I'm wondering if you are not still putting on rose colored glasses. Or do I have rose colored glasses on, still hoping that there are honest and faithful male human beings out there in the world? Is this all there really is? Are we all supposed to put up with this much and settle?

Crystal said...

I see that comments must be approved now. If this is in any way due to my comments, and they are bothering you in any way, please let me know. I do not wish to add any distress to you.

woman.anonymous7 said...

I'm not at all offended by your questions, Crystal. They are some of the questions I consider every day, and questions I need to answer for myself to make decisions about my life. (I added comment moderation because I'm trying to find a way to be sure to respond to people who comment in a timely manner.)

The conclusion I've come to for now is that my husband is a wonderful man, and also that he's not perfect. He did what I consider a very bad thing over a very long period of time. My husband also participates in Overeaters Anonymous (OA), and has had a secret life with food as well as sex.

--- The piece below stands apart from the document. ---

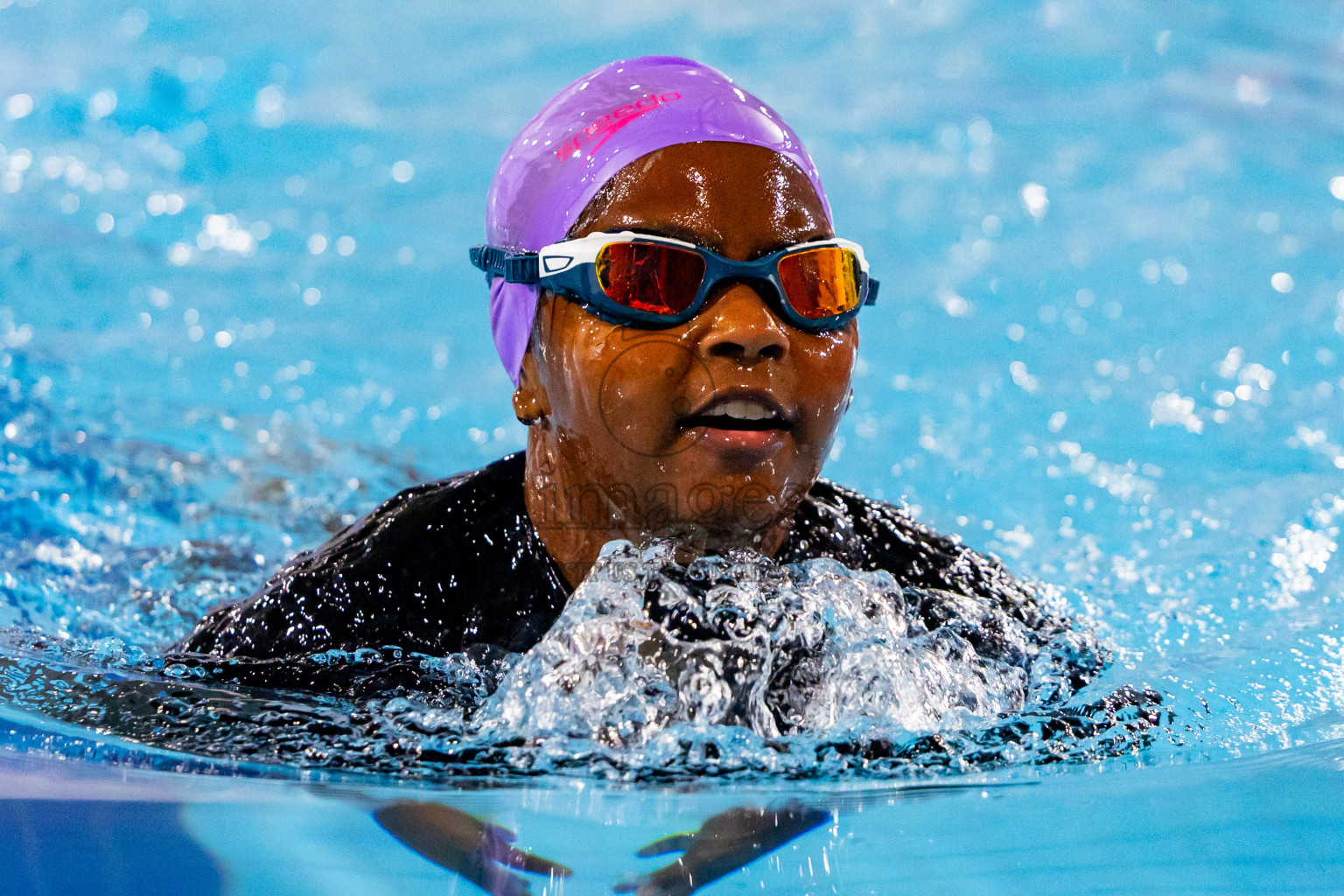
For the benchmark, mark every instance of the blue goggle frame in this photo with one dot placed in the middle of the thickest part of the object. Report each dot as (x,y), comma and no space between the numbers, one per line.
(570,269)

He lied to me about that, too. Just as I have compassion for that addiction, I'm trying to have compassion for his sex addiction. I'm trying to understand that just because he's an addict, he's not a bad person. It's harder with the sex addiction, because it more directly affects me (for example, we had no specific commitments about food the way we did about monogamy), but it all comes from the same place. Were he not ACTIVELY in recovery (SAA/OA meetings 4 times a week, individual therapy, couples therapy, over 90 days of abstinence in both his programs, lots of evidence of progress with regard to communication, complete acceptance of responsibility for his behavior and actions on his part, regret and remorse, a willingness to do anything he can to help me cope and heal) I can easily see myself making a different choice.

Based on my experience I think the choice to stay or leave after betrayal and infidelity is highly individual, and based upon a variety of factors which will be unique to each couple.

It's true, Husband wasn't perfectly honest, although he was honest about most things. He was definitely not physically faithful, although he was faithful in his love and commitment to our relationship and our family (he never got emotionally involved with anyone else and was never looking for any kind of ongoing relationship with someone else.) We communicated and shared deeply about most things - except for certain fears and feelings he didn't have the skills to communicate (for example, I never knew he always thought I could leave him at any moment if he did something that pissed me off, and that he was often on egg-shells around me. I'm probably the furthest thing from volatile, but I do shut down when I feel threatened. And he has abandonment issues from childhood. So our ways of coping with discord were perfectly mismatched, sort of destined to be unsuccessful. We're learning communication skills now in couples therapy.) As for kind and loving - Husband has always made breakfast for Son and I almost every morning; he is an outstanding, loving, accessible father; an amazing, equal partner in raising our child; he has always encouraged me to reach for my dreams in life and has backed that up with supportive action; he brings flowers a lot; he has been there every moment to comfort me through my pain about his betrayal when I've turned to him, despite the fact that he has his own pain and that it's painful for him to see the impact he's had on me; he freely gives loving touches; he is interested in talking with and listening to me; the list is long and I could go on and on.

I guess the point is that I see value for myself in staying with Husband right now. If the boundaries I'm creating for my own preservation are crossed I will re-evaluate. If staying brings more pain and suffering than joy, I'll re-evaluate. I'm working on this one day at a time, and I don't know how it will turn out.

When I got married I made a commitment to try to work out problems, even big ones. It feels right to me to do that. I didn't commit to staying in an unhappy relationship, and if it becomes evident to me that Husband is not willing or able to create a future with me that I want to be a part of, I'll re-evaluate.